Masculines, opaques et ménagées par des actionnaires dociles, les entreprises japonaises sont priées par le gouvernement de Shinzo Abe de dépoussiérer leur gouvernance, une révolution déjà - modestement - amorcée.

Un nouveau code entre en vigueur ce lundi, créé dans le cadre de la stratégie dite des «Abenomics» qui vise à impulser un nouvel élan à la troisième économie mondiale. L'objectif? Redonner du lustre à des entreprises en perte de vitesse.

N'y cherchez pas cependant des règles précises, le document se contente de brosser des préceptes généraux que les firmes sont fortement incitées à suivre, avec un maître mot: «Transparence».

Principe numéro 1: choyer les actionnaires, favoriser le dialogue et renoncer à toute mesure qui chercherait à protéger l'entreprise à leurs dépens.

Autres recommandations: promouvoir la diversité - femmes et étrangers à l'honneur -, et réserver davantage de sièges du conseil d'administration à des membres extérieurs.

Leur part n'était que de 9% en 2013 au sein des grandes entreprises de l'indice boursier Topix, contre 70% aux États-Unis et 30% en Corée du Sud, selon des données citées par le FMI. Quant aux femmes, elles sont réduites à la portion congrue (1,1%), à comparer à 20% au Royaume-Uni.

«Pilule magique»

Les firmes se doivent aussi de communiquer le plus possible sur leur stratégie et sur tout risque encouru... Tout le contraire de ce qu'a fait l'équipementier automobile Takata, muet pendant de longs mois sur ses problèmes d'airbags alors que se multipliaient les millions de rappels dans le monde.

Enfin, il leur est demandé de s'assurer du sérieux et de l'indépendance des commissaires aux comptes externes, pour déjouer un maquillage comme celui découvert chez Olympus en 2011, ou éviter des erreurs de calcul telles que celles que vient de mettre au jour Toshiba.

Ces mesures, bien que vagues, marquent un vrai changement de ton, arguait récemment Nicholas Benes, expert de la gouvernance, lors d'un colloque à Tokyo.

«Le Rubicon a été franchi, c'est désormais une politique nationale», se félicite-t-il. «Ce code entend changer les mentalités», alors que le Japon figure à la traîne des autres pays développés.

Le succès de la «Japan Inc.» était montré en exemple dans les années 1980, mais une série de scandales et deux «décennies perdues» de déflation sont passées par là.
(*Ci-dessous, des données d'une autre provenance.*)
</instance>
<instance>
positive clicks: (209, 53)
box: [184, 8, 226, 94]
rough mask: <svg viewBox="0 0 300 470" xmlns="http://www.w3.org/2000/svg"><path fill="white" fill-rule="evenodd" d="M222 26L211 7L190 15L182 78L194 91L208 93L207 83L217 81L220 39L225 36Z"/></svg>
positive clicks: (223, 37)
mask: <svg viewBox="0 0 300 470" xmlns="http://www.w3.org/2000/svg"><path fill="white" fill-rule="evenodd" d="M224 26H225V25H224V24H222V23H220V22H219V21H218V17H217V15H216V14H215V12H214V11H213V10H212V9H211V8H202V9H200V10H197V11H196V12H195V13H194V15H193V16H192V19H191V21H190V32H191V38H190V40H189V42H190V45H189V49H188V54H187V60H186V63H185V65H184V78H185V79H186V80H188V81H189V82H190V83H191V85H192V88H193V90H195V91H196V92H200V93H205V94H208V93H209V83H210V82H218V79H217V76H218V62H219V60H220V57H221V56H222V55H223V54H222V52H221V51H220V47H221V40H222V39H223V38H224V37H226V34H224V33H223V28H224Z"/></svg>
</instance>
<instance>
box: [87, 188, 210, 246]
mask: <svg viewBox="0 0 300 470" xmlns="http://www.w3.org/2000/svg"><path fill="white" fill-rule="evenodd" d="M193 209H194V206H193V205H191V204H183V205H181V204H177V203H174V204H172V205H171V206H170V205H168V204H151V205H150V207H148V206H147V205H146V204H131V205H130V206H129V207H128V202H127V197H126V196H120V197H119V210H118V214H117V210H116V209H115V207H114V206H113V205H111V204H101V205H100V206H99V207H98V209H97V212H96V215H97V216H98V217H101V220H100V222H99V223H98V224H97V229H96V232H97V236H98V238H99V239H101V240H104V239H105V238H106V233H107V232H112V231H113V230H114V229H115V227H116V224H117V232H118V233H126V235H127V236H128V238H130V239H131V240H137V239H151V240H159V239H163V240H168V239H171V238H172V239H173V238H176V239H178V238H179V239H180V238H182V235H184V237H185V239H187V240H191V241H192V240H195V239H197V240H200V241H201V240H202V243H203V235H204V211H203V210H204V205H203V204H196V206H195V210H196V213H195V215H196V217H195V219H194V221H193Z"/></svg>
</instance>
Désormais l'Archipel cherche «une pilule magique pour guérir ses maux», souligne une universitaire.

Selon les économistes, bonne gouvernance, prise de risques et prospérité iraient de pair, à rebours de la thésaurisation privilégiée par des dirigeants frileux, laissés libres d'agir à leur guise.

Les sociétés privées japonaises (hors secteur financier) dorment en effet sur un épais matelas de trésorerie de l'ordre de 230 000 milliards de yens (1700 milliards d'euros), équivalant à près de la moitié du produit intérieur du pays!

Prise de conscience

Dans le même souci de prudence, elles préfèrent des patrons qui ont plus de 30 ans de maison, laissant à la porte de précieux talents.

Une prise de conscience se dessine cependant. Le fabricant des robots industriels Fanuc, la plus secrète des firmes nippones, s'est résolu à des changements notables: ouverture d'un guichet d'informations pour ses actionnaires et promesses de dividendes plus élevés.

Plus largement, des principes ont été édictés à l'adresse des investisseurs (Stewardship Code) pour les pousser à être plus actifs, et un nouvel indice boursier - le JPX-Nikkei 400 - a été créé, rassemblant des entreprises converties à ces nouveaux critères de gouvernance prisés à l'étranger.

Réformes de vitrine dont Shinzo Abe peut se vanter, mais aux retombées incertaines, selon les critiques de la réforme.

«Changer le code de conduite sans toucher à la loi» ne rime pas à grand-chose, prévient Tatsuo Uemura, professeur à l'université Waseda, surtout dans un pays où les actionnaires ont tendance à ne pas être très revendicatifs.

D'autres observateurs, à l'instar de l'analyste indépendant Jun Okumura, s'agacent de ce qu'ils qualifient de faux débat, citant les réussites malgré cette gouvernance nippone qui ne sied pas aux milieux d'affaires occidentaux.

Et les mêmes analystes sceptiques de dénoncer les travers des États-Unis, où les PDG empochent parfois des salaires délirants comparés à la parcimonie en vigueur au Japon. Sans compter que la prétendue exemplaire gouvernance américaine n'a pas empêché le scandale Enron ou la crise financière, rappellent-ils.